You can plump up your pout
While over-the-counter lip plumpers can give you that trendy bee-stung look, it'll fade after just a few hours. If you want your fuller lips to last longer, ask your derm about hyaluronic acid fillers. The injections, which are relatively painless with a little numbing cream, take about 10 minutes, and the effects last at least six months, says Bruce Robinson, MD, a dermatologist in New York city. Unlike collagen, formerly the go-to dermal filler, hyaluronic acid creates subtle, natural-looking results. The cost can range from $500 to $2,000, depending on where you live.
The best way to combat cold sores
If you get fever blisters on your lips, they may be more likely to make an appearance this time of year. You can blame stress (ubiquitous during the holidays), chapped lips (any trauma to your kisser can trigger an outbreak of cold sores, which are caused by the herpes simplex virus), or a weakened immune system during wintertime, says Dr. Robinson.
As soon as you feel that familiar tingling or burning sensation that often begins a day or two before a cold sore forms, call your doctor. She can prescribe acyclovir, an antiviral medication that can cut the healing time in half. Dr. Robinson also recommends Domeboro, an over-the-counter soothing soak that you apply twice a day to help dry up the blisters.
Smile therapy is real
A genuine smile can be a powerful thing. For example, in one 2014 study, seniors who watched a funny video for 20 minutes performed better on memory tests afterward than a control group who simply sat calmly for the same length of time. Smiling is the first step toward laughter, and it seems to prompt an increase in endorphins and dopamine in your brain, which provide a sense of pleasure and reward, explains Lee Berk, DrPH, a preventative care specialist at Loma Linda University and one of the authors of the study. "But the expression must be authentic," he points out. Takeaway tip: Next time you have a stressful event, prep by Googling that dancing-kitty video that never fails to make you grin.

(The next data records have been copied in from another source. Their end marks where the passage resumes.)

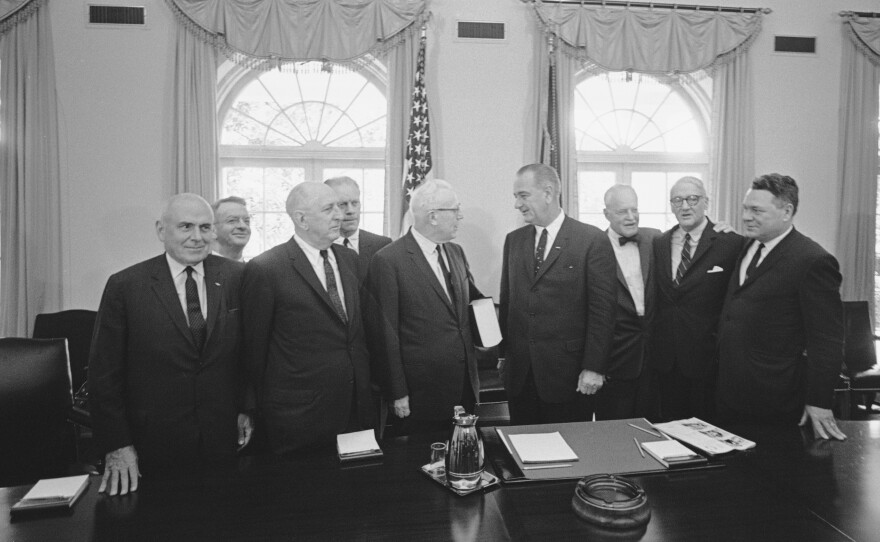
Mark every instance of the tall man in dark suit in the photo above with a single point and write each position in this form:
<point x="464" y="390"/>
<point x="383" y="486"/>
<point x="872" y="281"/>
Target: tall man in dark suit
<point x="164" y="372"/>
<point x="781" y="333"/>
<point x="303" y="336"/>
<point x="366" y="244"/>
<point x="694" y="263"/>
<point x="420" y="286"/>
<point x="558" y="293"/>
<point x="635" y="305"/>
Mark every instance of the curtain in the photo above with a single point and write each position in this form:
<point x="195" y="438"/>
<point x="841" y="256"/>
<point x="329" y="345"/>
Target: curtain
<point x="269" y="34"/>
<point x="31" y="256"/>
<point x="857" y="157"/>
<point x="667" y="43"/>
<point x="195" y="143"/>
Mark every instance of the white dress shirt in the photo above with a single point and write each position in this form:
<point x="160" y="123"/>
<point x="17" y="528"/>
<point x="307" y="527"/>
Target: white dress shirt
<point x="178" y="274"/>
<point x="750" y="253"/>
<point x="317" y="261"/>
<point x="678" y="242"/>
<point x="429" y="249"/>
<point x="352" y="241"/>
<point x="630" y="262"/>
<point x="552" y="231"/>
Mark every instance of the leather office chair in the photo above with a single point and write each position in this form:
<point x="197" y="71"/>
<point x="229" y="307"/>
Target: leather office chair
<point x="77" y="327"/>
<point x="860" y="355"/>
<point x="35" y="398"/>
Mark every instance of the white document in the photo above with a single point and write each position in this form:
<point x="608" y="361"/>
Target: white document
<point x="542" y="448"/>
<point x="669" y="450"/>
<point x="56" y="488"/>
<point x="360" y="442"/>
<point x="486" y="320"/>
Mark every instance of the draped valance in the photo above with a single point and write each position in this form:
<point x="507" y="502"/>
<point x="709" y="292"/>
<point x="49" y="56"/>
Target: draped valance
<point x="661" y="41"/>
<point x="13" y="12"/>
<point x="253" y="32"/>
<point x="864" y="33"/>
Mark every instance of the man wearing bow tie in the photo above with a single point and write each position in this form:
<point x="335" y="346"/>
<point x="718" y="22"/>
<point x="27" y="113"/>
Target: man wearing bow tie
<point x="635" y="304"/>
<point x="419" y="288"/>
<point x="694" y="262"/>
<point x="557" y="302"/>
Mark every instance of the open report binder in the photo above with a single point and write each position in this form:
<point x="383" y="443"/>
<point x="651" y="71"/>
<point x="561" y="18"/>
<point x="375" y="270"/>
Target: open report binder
<point x="604" y="447"/>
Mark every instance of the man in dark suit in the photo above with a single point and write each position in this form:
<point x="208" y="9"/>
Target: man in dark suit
<point x="164" y="370"/>
<point x="366" y="244"/>
<point x="558" y="294"/>
<point x="635" y="304"/>
<point x="694" y="263"/>
<point x="420" y="287"/>
<point x="303" y="336"/>
<point x="781" y="332"/>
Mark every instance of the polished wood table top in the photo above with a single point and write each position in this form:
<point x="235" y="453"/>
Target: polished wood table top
<point x="789" y="488"/>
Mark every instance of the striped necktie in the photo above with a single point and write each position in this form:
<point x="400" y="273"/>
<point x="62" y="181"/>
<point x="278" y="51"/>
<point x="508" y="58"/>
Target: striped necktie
<point x="685" y="259"/>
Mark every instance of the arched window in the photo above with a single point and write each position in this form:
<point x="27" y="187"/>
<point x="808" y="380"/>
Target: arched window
<point x="637" y="130"/>
<point x="280" y="128"/>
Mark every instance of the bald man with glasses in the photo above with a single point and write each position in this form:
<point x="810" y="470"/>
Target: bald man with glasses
<point x="693" y="266"/>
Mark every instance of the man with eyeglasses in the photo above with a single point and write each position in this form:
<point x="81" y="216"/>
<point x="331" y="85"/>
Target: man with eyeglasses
<point x="232" y="224"/>
<point x="418" y="289"/>
<point x="351" y="235"/>
<point x="694" y="263"/>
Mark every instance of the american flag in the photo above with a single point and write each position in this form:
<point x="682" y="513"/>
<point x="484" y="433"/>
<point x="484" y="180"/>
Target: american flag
<point x="418" y="144"/>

Faking a smile can have consequences
You've probably heard the advice "Put on a happy face" when it's the last thing you feel like doing. Well, you can relax those cheeks, because some research shows that forcing a grin isn't actually a good idea: A 2011 study found that people who faked a smile all day felt less engaged in their work than people who sported genuine ones.
"When you fake a smile, it creates a feeling of tension or dissonance that is unpleasant to experience," explains study author Brent Scott, PhD, a professor at the Eli Broad College of Business at Michigan State University. "In other words, people do not like to feel like a fake." Scott's solution: Summon a natural happy expression by visualizing yourself doing something you love.
Some foods can harm your teeth
Surprise, these foods and drinks can harm your teeth.
Wine: You know the red stuff can stain, but all vino is acidic, which means it can erode your enamel, leaving teeth more susceptible to staining and sensitivity, says Dr. Aldredge.
Diet soda: It's just as hard on your teeth as regular soda, according to a 2015 Australian study. These drinks often contain phosphoric and citric acids, which can strip away enamel.
Dried fruit: It's sticky and high in sugar, which translates to cavities, says Dr. Aldredge. The best option: raisins, because they suppress the growth of some mouth bacteria, says research.
Ice: Chewing on hard substances can damage enamel, per the American Dental Association. For the sake of your teeth, cool off with a tall glass of ice water instead.
Mashed potatoes: Foods filled with starch stick to your teeth, says Dr. Aldredge. Potato chips, which tend to get trapped in your teeth, aren't great either. Try to floss after you eat to remove food particles.